The human way of doing things

If we were working with a human colleague, we’d ask for help to separate the images by giving some elaborate instructions. First off, we would tell him that we are only interested in the words after the last forward slash(/) in each directory. Next, we would probably tell him to check that the file name ends with ‘jpg’. Then, we would say that before the ‘.jpg’ file suffix, there would a numerical ID that we are not interested in. Finally, we would say that whatever remains on the left (not inclusive of the underscore that separates the label and the ID) is the label for a particular image.

The computer way of doing things

But just how would we give a computer the same instructions? Turns out that regular expressions(RegEx) provides us with exactly what we need. This technique is so nifty that all we need to tell the computer is /([^/]+)_\d+.jpg$ . This line alone tells the computer everything we would have needed to say to a human colleague.

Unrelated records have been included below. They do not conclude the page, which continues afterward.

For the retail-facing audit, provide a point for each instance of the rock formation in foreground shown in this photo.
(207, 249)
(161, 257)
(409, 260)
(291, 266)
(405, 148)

On first sight, it does look a little intimidating, but I will break it down bit by bit, explaining what each portion means starting from the very end of that RegEx! From now on I will bold the portion of the RegEx that I am referring to.

/([^/]+)_\d+.jpg$
The dollar sign at the very end simply means that that is the end of text we are interpreting.

/([^/]+)_\d+.jpg$
Just before the end of the text, we want to check if there exists an exact set of characters, i.e. ‘jpg’. This checks if our files are of the right format.

/([^/]+)_\d+.jpg$
The RegEx \d refers to numerical digits and the plus (+) sign that comes after it means that there may be arbitrarily many digits. This looks for the numerical ID of the images (that we are not interested in).

/([^/]+)_\d+.jpg$
The underscore (_) here simply means that we’d expect to see an underscore before a set of digits.

/([^/]+)_\d+.jpg$
The round brackets here mean that now we are defining a group of characters. Within the group, we define a set of characters with the square brackets notation []. And this set is interested in every possible character except the forward slash (/) character, this is defined by ^/ , where ^ has a ‘negation’ effect. Like before, the plus sign (+) means that there are arbitrarily many characters (that are not forward slashes). To summarise the above, ([^/]+) is looking for a group of characters that do not contain forward slashes.

/([^/]+)_\d+.jpg$
The forward slash here simply means that our search ends the moment we hit a forward slash (assuming we start from the very end).

Now that we know all that, we can work out the fact that by using ‘/([^/]+)_\d+.jpg$’ to filter ‘data/oxford-iiit-pet/images/american_bulldog_146.jpg’, we would simply get a final result of ‘/american_bulldog_146.jpg’ which is what we want!

We can also identify the label of a particular image, since the group characters that we previously defined (the one that doesn’t contain forward slashes) is essentially the name of the label of an image. All of the above can be done in Python with the following code.

import re
string = 'data/oxford-iiit-pet/images/american_bulldog_146.jpg'
pat = r'([^/]+)_\d+.jpg$'
pat = re.compile(pat)
print(pat.search(string).group(1))
>american_bulldog

Conclusion

Regular expressions are one of those things that will no doubt make life easier for Data Scientists and Machine Learning practitioners. Although it initially seemed scary, I’m glad I put in the effort to learn what RegEx(s) actually mean. Thanks for reading!